In July, the “Code of Conduct for Online Live Marketing” issued by the China Advertising Association, the “Basic Standards for Live Video Shopping Operation and Service” and the “Evaluation Guidelines for Online Shopping Integrity Service System” formulated by the Media Shopping Professional Committee of the China Business Federation have all been The implementation will effectively deter the chaos in the live broadcast e-commerce industry.

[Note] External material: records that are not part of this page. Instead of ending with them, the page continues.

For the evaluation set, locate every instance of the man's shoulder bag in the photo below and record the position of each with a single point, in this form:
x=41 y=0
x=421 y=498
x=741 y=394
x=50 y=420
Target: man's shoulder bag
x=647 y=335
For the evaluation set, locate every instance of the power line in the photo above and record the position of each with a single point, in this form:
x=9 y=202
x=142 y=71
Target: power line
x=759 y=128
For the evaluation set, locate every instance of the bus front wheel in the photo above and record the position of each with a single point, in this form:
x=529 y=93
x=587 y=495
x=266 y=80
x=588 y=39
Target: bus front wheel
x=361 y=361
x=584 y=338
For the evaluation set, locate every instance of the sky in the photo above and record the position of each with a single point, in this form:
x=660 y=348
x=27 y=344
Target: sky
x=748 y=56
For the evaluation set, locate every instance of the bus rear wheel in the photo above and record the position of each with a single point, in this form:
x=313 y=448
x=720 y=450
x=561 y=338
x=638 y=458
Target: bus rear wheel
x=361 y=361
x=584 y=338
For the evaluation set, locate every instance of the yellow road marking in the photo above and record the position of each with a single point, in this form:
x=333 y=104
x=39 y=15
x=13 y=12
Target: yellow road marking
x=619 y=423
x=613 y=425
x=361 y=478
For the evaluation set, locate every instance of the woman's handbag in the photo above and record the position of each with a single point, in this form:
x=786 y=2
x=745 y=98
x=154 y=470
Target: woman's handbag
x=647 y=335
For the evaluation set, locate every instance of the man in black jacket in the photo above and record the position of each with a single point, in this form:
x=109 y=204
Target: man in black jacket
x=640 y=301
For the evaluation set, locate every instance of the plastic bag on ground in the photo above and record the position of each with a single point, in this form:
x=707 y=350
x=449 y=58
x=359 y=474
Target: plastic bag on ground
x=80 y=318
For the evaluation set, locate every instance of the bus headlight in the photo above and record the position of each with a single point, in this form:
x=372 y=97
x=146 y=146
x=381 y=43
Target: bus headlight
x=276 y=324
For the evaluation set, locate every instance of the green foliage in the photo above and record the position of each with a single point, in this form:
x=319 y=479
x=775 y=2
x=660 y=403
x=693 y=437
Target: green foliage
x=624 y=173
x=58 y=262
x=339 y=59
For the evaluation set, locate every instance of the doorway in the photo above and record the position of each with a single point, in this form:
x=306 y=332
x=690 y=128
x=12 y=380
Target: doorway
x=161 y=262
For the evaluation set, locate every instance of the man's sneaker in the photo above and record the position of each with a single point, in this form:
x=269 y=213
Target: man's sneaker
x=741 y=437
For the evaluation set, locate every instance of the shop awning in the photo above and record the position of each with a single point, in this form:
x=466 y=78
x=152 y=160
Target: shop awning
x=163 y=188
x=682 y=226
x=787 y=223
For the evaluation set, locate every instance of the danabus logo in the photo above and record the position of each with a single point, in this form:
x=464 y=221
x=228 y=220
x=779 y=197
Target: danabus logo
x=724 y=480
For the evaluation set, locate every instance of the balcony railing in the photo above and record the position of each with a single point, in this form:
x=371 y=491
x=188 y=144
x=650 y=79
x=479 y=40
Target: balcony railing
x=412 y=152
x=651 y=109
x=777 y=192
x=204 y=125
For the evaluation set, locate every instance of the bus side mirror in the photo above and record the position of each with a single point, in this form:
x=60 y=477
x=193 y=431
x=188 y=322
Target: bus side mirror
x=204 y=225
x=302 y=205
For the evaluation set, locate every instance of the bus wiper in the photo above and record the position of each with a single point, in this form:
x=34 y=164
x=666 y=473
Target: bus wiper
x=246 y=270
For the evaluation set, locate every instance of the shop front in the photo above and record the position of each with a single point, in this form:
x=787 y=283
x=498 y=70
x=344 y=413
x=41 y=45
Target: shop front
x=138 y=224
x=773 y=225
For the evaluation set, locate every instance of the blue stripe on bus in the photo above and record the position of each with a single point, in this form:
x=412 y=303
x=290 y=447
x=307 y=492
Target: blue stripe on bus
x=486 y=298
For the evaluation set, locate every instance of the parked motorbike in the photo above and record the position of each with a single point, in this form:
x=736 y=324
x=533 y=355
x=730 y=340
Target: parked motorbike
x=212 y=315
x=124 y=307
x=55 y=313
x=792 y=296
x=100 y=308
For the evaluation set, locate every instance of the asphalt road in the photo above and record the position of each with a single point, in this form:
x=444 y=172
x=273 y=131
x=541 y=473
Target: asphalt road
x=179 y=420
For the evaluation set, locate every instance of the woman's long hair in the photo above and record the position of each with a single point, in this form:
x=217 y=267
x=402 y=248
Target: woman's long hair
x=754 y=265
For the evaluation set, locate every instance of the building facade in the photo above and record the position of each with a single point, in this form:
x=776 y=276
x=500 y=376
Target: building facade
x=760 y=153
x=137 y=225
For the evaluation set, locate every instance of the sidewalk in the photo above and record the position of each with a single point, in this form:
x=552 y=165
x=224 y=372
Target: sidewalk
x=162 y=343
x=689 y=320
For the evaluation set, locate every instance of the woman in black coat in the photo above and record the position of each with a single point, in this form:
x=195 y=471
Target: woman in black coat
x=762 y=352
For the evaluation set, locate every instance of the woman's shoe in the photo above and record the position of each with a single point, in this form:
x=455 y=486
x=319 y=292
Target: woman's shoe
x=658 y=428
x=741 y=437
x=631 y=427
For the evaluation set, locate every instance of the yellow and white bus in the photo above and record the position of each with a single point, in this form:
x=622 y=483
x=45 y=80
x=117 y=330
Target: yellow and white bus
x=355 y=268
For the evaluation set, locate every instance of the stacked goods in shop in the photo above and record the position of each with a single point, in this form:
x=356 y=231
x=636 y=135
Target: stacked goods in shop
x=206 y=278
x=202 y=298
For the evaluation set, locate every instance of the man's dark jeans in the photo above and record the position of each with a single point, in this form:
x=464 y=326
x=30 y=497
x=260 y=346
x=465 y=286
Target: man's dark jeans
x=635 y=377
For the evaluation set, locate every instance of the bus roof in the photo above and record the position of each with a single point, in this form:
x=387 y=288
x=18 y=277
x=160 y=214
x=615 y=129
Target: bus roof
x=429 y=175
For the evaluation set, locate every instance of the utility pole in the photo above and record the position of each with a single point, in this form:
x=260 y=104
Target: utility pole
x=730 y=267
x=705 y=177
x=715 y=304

When the bubble bursts and rationality returns, where will the development of the live broadcast e-commerce industry be? Zhao Jian, Dean of Xizawa Research Institute, said that in the long run, the value of live e-commerce lies in improving the efficiency of the industry chain and reducing costs and bringing new opportunities for participants. When the bubble bursts and the wind is over, live e-commerce companies can still enjoy the benefits of “traffic bonus” and “data bonus”. At the same time, the application of 5G technology will also become an important driving force for its future development.
Capital actively deploys education live broadcast
During the epidemic prevention and control period, the “home economy” not only sparked live broadcast e-commerce and game live broadcasts, but also brought massive traffic to the education live broadcast industry. The online education penetration rate rapidly increased from less than 10% to nearly 100%. According to statistics from iResearch, in the first quarter of 2020, China’s online education market reached 68.06 billion yuan, of which K12 training accounted for nearly 30%. The total number of monthly independent devices for online education APP remained stable, about 430 million units in March.
In March of this year, at the eighth anniversary of the establishment of ByteDance, Zhang Yiming, the founder of ByteDance, stated that education is the company’s new business direction for cross-border attempts and one of the company’s three major focuses in the future. These remarks not only confirmed the position of education in the new business of Bytes, but also revealed the fact that online education has become a new capital outlet.
IT orange statistics show that as of August 12, there have been 15 investment and financing events in the field of education live broadcast this year, and the amount of investment and financing reached 12.18 billion yuan, an increase of nearly 8 times. Among the top 10 financing cases in the first half of this year, two of them were online education. Yuandaodao received the lead investment from Hillhouse Capital, followed by Tencent, Boyu Capital and other G rounds of financing of US$1 billion; job help obtained Fang Yuan Capital and Tiger Fund led the investment, and Sequoia China and other new and existing shareholders followed up in Series E financing of US$750 million.
Among the many subdivisions of the education live broadcast, K12 online education has attracted special attention from capital. In the fierce long-term live teaching market, Qingbei Online School, Xueersi, Yuanjiao, etc. present a “multi-strong separation” situation; in the short-term live teaching market, Bytedance launched the Xuelang APP; in the online small class, except In addition to VIPKID, which received US$150 million in Series E investment from Tencent last year, ByteDance also recently launched the Qingbei Xiaoban APP, becoming a pathfinder for small classes.
Some education investors said that in the post-epidemic era, the layout of the education live broadcast industry is a must. When the high-speed customer dividends are exhausted, whether online education institutions can retain the huge traffic obtained during the epidemic is the key to development. Education live broadcasts The best way to acquire customers is to improve product content, service and quality.